La Campania, quindi, si conferma tra le Regioni italiane con i livelli più elevati di gioco e questo riguarda sia le forme tradizionali che quelle online. Nel complesso, la Regione ha fatto registrare oltre 20 miliardi di euro di giocate nel corso del 2024, con una spesa media pro-capite che supera ampiamente la media nazionale. In particolar modo nel gioco online la Campania si distingue nettamente, tanto che vari report indicano che quest’ultima ha superato soglie pro-capite di oltre 1.874 euro solo per il gioco telematico. Questo fenomeno è accompagnato anche da un’altissima diffusione di conti di gioco attivi, sempre di più in tutta Italia, pari a oltre metà della popolazione adulta. Nel 2025, invece, le scommesse sportive effettuate nelle agenzie fisiche hanno continuato a rappresentare una componente significativa del comparto del gioco, totalizzando una raccolta complessiva di circa 5,2 miliardi di euro. Tra le province italiane, Napoli guida la graduatoria con una raccolta superiore a 836,5 milioni di euro. Al secondo posto si colloca Roma con 456,6 milioni di euro, mentre Milano conquista la terza posizione con 284,4 milioni di euro, completando così il podio delle province con i volumi più elevati. Una distribuzione territoriale simile si riscontra anche sul versante della spesa. Napoli in questo senso si conferma prima con 154,7 milioni di euro, seguita ancora da Roma, che totalizza 73,9 milioni di euro, e da Milano, con una spesa pari a 50,6 milioni di euro.
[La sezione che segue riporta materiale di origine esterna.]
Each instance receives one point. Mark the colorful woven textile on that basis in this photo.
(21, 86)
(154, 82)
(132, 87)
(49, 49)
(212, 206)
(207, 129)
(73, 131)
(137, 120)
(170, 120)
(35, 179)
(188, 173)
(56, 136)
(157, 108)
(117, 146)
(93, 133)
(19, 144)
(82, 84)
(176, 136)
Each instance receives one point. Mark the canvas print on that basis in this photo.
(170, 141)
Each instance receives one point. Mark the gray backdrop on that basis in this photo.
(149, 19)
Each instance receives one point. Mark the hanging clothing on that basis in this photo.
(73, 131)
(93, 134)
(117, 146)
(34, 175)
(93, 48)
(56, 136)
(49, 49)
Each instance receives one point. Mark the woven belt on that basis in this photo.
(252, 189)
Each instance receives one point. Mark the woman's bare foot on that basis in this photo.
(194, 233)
La lotta alla dipendenza da gioco da parte della Regione Campania

Per via dei dati che vi abbiamo appena mostrato, la Regione Campania ha approvato la legge regionale n.2 del 2 marzo 2020 che definisce misure specifiche per prevenire e contrastare il Disturbo da gioco d’azzardo (DGA). In più, la Regione in questo senso ha stanziato risorse dedicate ai servizi territoriali: 950mila euro sono stati assegnati ai SerD e alle ASL per progetti contro le dipendenze patologiche, una vera e propria piaga sociale, mentre dal 2023 è operativo anche un Piano approvato dal Ministero della Salute che rafforza i SerD (Servizi per le Dipendenze) nel trattamento e nella riabilitazione del DGA. Ulteriori misure di prevenzione sono la promozione di iniziative nelle scuole per la sensibilizzazione sui rischi del gioco, il supporto legale e sociale per nuclei familiari con problemi di usura o sovraindebitamento correlati alla dipendenza ed incentivi per esercenti che rinunciano all’offerta di gioco con logo “No Gambling Campania”.